Según la Oficina de las Naciones Unidas contra la Droga y el Delito (UNODC), el crimen organizado transnacional actúa en distintos países e incluye a todas las actividades criminales serias con fines de lucro y que tienen implicaciones internacionales. Los delitos incluyen lavado de dinero, secuestro, tráfico de armas, tráfico de personas indocumentadas, trata de personas y narcotráfico. Es todo un negocio que se ve en las distintas economías incluyendo la nuestra.

Se lava dinero en paraísos fiscales que ya no solo son las Islas Caimán, Hong Kong, Suiza o los Estados Unidos. El martes, el periódico El País de España incluyó en esa lista de dudosa reputación también a Puerto Rico. Por eso es que vemos también un alza en la criminalidad local, porque es un negocio trasnacional, sin fronteras físicas, y que borra los linderos entre el bien y el mal. Ves a un tirador de un punto auspiciando 'pool parties' o fiestas para la gente pobre del caserío, pero también sabes del político o del juez que se disfruta los cócteles de lujo con los banqueros y empresarios locales y los que vienen por las leyes 20 y 22. A esos los identificas en las páginas sociales. Esos son los que mandan, pero nunca aparecen muertos en tiroteos ni en vídeos matándose como a los de los caseríos.

El crimen organizado de esas grandes élites políticas y económicas acumulan riquezas, pero les van dañando la vida al ciudadano común, al que consideran desechable. Por eso les quitan derechos y poco a poco se va rompiendo la fibra social de los pueblos, porque todo se convierte en una mercancía. Las drogas, las armas, los niños, el medioambiente. La vida se reduce a una mercancía y quien cuestione ese orden es catalogado como subversivo. Todo esto es el capitalismo criminal. Pero yo no estoy diciendo que estoy en contra del capitalismo y que quiera el socialismo. Obvio que no, los ejemplos más cercanos de socialismo son igual o peor de corruptos. Yo estoy a favor del libre mercado y la libre empresa, pero el capitalismo criminal nos está matando.

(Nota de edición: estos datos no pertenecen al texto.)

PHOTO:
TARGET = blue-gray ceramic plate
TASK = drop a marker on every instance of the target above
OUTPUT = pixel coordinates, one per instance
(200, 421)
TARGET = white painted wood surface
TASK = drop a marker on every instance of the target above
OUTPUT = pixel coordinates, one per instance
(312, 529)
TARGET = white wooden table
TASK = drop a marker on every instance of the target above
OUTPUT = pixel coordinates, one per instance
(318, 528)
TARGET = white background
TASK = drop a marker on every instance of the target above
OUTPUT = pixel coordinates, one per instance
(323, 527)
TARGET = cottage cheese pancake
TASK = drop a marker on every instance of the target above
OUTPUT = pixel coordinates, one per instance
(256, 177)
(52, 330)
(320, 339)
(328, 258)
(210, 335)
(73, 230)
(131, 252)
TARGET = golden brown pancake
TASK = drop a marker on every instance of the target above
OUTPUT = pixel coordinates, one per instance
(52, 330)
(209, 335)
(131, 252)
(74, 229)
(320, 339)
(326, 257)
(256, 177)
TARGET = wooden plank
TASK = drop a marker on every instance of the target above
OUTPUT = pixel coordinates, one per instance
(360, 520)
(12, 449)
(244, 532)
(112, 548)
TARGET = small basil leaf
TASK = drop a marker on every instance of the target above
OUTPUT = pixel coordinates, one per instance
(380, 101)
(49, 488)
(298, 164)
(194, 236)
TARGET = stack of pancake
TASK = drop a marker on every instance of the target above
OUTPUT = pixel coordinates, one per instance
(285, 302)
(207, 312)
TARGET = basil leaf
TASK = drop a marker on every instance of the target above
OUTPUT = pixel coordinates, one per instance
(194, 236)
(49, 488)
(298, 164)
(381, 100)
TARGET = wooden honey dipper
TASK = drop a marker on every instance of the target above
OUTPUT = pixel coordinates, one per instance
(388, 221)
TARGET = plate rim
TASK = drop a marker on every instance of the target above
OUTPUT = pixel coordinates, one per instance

¿Cómo es que tienes a una mujer sin preparación, ganándose $7,000 porque es la esposa de un inepto que dirigió Corrección? Y una piensa en tanta gente con maestría y hasta doctorado trabajando en un 'fast food' a $7.25 la hora, o de guardia de seguridad, o sin trabajo. Ese es el capitalismo criminal y corrupto.

Mientras el tipo del punto compre una motora, el Jetski, o el BMW, y el comerciante y Hacienda miren para el otro lado y no cuestionen de dónde salió el dinero, no habría incentivo para el negocio del narcotráfico. Aquí saben quiénes son pero no les meten mano a esos comercios que auspician el narcotráfico. Mientras no se ataje el capitalismo criminal y sus raíces, esto no va a parar.

*La autora es relacionista profesional y mantiene el blog En Blanco y Negro con Sandra.